While it is possible to move resources to a new subscription using the Azure portal, if you want to first validate whether resources can be moved or if there are errors, this is not yet a capability that exists in the portal.
In order to determine ahead of time and plan accordingly if the resources (entire Resource Group) can be moved or need to make adjustments, this requires the use of the REST API 'Resources - Validate Move Resources' (https://docs.microsoft.com/en-us/rest/api/resources/resources/validate-move-resources)
There are a few existing blogs which provide step by step on how to check one Resource Group at a time utilizing the REST API:
- This blog uses Postman which is easy to setup without much scripting experience (https://www.cloudcorner.gr/microsoft/azure/validate-azure-resource-move-with-postman/)
- Another blog uses a PowerShell script which some may prefer, but only checks one Resource Group at a time (https://www.pedholtlab.com/migrate-between-azure-subscriptions-like-a-pro/)
While these are great resources to check individual Resource Group moves before attempting, I have had many customer scenarios needing to assess their entire Azure environments, namely moving out of CSP type subscriptions.
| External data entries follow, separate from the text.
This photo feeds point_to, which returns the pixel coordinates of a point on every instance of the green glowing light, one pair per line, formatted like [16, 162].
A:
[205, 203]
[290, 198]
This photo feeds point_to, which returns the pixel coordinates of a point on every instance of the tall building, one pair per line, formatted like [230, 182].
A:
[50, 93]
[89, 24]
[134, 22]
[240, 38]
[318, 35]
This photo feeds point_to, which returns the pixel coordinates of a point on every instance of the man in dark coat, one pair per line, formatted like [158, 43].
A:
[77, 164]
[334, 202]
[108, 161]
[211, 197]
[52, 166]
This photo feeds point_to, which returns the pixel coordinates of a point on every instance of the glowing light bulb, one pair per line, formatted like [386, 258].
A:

In these scenarios plugging in one Resource Group at a time would be an arduous task.
The script in this repository assesses an entire Azure subscription, and outputs in a text file whether resources can be moved as-is (entire resource group) and lists any resources needing attention before attempting the move.
To keep things simple, I have chosen to make the target resource group the same for all. In a real-world scenario, when completeing the move would have a target Resource Group mapped to existing Resource Groups. Since we are not actually moving anything, only validating, using the same Resource Group as a target should not be an issue.
The target subscription needs to have the required Resource Providers registered, otherwise you will get output full of errors.
Either register one by one in the portal, or if you are like me and do not like doing repetitive things by hand 😄 here is a link to a script I wrote to use an input CSV file to loop through and register each one: https://github.com/JuliaHazelwood/Azure-Register_MultipleAzResourceProviders_fromCSV
Create a Service Principal in Azure AD, make sure to notate the Application (client) ID, Tenant ID, and Client secret - this disappears after you leave the page so write it down!
More information on creating a Service Principal if needed can be found here: https://docs.microsoft.com/en-us/azure/active-directory/develop/howto-create-service-principal-portal
The permissions needed to perform the 'Validate Move Resources' operation are outlined below, I found it easiest to create a custom RBAC role and assign at the target Resource Group level, and a custom RBAC role at the subscription level of source subscription with less permissions can also be created, outlined below separately.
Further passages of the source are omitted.